People always say that every generation is worse than the one before it. What do you see? Kids are inherently really, really good. It’s how we bring them up and the things we teach them that determine what kind of young adults and adults they become. It’s our responsibility as adults to do right by them all the time.

Have you had to change the way you do things because of technology? Cellphones and laptops are the easy ones that people always point to. They are great tools as long as kids know what is acceptable and even what is real. Every teenager needs to understand that they are free to make choices but not free of the

What will Mobile’s schools look like in another decade? I don’t know, but I do know that you either adapt or die. I hope nobody looks at the future and says, “I really hope I’m the same in 10 years as I am now.” That’s probably the coach in me. As a coach, you try to win something or get better at some detail every game. I have the same approach at school.

Name a no-nonsense improvement that Mobile still needs to make. One of the things that I’m passionate about is making sure that every kid is safe around water. I can’t stand to find out that another kid drowned because they didn’t have access to swim and water safety lessons.

Photo by Matthew Coughlin

Jennifer Jenkins

Class of 2009 // Founder and President JJPR Agency

What’s changed in the last decade? In 2010, I decided to start my own firm to try to find a better balance between my career and family. Over time, it grew from what I thought would be a solo public relations firm to a full-service agency with a team of nine. Not only has my business grown, so has my family — Graham is a college freshman, Miles is a high school junior, and Ann Page is in fourth grade. I’ve also had tremendous experiences working with community organizations including serving as president of the Junior League of Mobile and on the board of the Mobile Chamber of Commerce.

What sets you apart as a business leader? My ability to listen and to manage a team. I work with a lot of young people who have busy lives and families. So when something happens, say a child or parent gets sick, I know how that feels and want to give them the flexibility to take care of the important things in life. That flexibility is why we’ve been able to retain some really good people. I know they’ll manage their workload and take care of our clients.

How will Mobile look in another 10 years?

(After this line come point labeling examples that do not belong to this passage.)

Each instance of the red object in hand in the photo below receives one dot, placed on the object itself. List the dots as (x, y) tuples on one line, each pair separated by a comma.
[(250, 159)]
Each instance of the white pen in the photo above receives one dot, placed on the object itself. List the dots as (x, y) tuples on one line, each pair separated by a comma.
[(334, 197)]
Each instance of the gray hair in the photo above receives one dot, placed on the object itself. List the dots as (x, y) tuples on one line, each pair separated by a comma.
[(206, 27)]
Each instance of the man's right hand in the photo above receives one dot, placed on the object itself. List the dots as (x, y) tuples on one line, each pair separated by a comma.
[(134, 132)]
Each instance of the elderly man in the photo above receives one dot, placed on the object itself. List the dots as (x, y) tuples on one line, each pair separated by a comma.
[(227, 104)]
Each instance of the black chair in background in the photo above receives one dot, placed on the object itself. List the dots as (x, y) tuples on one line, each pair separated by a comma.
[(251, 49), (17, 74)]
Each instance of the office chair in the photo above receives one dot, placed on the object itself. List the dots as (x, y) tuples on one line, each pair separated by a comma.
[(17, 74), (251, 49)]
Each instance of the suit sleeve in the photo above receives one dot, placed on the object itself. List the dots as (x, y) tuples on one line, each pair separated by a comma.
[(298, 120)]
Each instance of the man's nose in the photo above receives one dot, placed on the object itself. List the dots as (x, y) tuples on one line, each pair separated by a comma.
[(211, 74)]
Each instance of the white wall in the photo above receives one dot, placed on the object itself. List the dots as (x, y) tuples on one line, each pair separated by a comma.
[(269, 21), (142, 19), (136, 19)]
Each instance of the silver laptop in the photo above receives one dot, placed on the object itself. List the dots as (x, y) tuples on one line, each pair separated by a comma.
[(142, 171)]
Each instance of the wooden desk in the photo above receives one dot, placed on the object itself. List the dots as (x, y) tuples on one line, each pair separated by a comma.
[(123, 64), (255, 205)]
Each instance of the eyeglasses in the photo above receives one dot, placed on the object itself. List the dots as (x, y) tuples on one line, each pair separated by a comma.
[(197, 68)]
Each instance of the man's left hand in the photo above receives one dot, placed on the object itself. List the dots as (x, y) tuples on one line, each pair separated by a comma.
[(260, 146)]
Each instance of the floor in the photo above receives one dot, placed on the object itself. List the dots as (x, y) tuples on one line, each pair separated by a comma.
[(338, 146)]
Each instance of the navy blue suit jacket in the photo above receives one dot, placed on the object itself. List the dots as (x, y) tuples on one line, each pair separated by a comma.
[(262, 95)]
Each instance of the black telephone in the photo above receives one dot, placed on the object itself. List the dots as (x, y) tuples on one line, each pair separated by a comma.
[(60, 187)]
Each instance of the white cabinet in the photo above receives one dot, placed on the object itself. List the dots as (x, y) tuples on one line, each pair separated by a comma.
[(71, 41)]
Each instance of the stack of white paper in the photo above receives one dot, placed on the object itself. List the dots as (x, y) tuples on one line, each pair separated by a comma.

It’ll definitely be more congested, and we’ll have to learn to adjust and flex in a bigger city and community, not only in how we think but also in how we work.

Photo by Chad Riley

Lauren Woods

Class of 2015 // Assistant Professor of Art, Department of Art and Art History, Auburn University

What’s new? I just finished my first year teaching in the Department of Art and Art History at Auburn University, and right now I’m at my first artist residency at the Vermont Studio Center. I am not performing anymore as a dancer, but I am still involved in dance, including my latest project — a mixed media collaboration with Sheep Meadow Dance Theatre under the direction of Billy Blanken and musician Jack Ray at the Plaxall Gallery in Long Island City, New York.

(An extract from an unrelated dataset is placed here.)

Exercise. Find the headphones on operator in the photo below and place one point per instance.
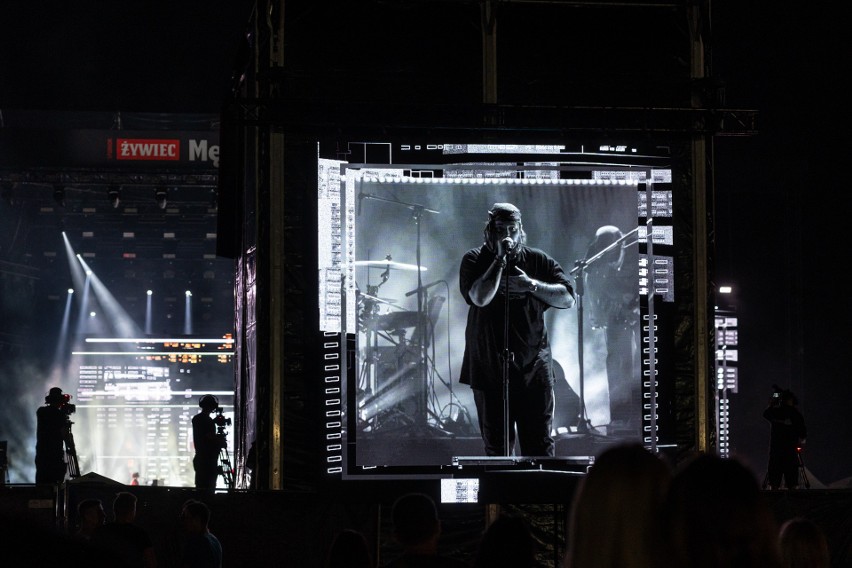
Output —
(208, 402)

What do you miss the most about Mobile? It’s nice to focus solely on my own artistic practice, but I miss being a part of the Mobile art community. For many years I was involved with Mobile Ballet, and I got to meet and perform with a lot of great people. I definitely view times performing in Mobile with more nostalgia now, even though I haven’t been gone that long.

What were you up to in 2009? I was in my first year of graduate school at the New York Academy of Art. Before that, I had been working for Buzz Jordan, and I remember him encouraging me and telling me, “You have to go to graduate school.” I’m really glad he did because it was good to hear that from someone outside of my family and friends.

How has Southern art developed in the last decade? I’ve always noticed that art from the South tends to focus on storytelling, and that’s still the case, but the perspectives and scope of which stories are now being told is broadening. When I first started painting seriously, I tried not to appear Southern at all, but now I’m accepting and using that background as a part of my artistic practice because of how much it has shaped my experiences and visual language.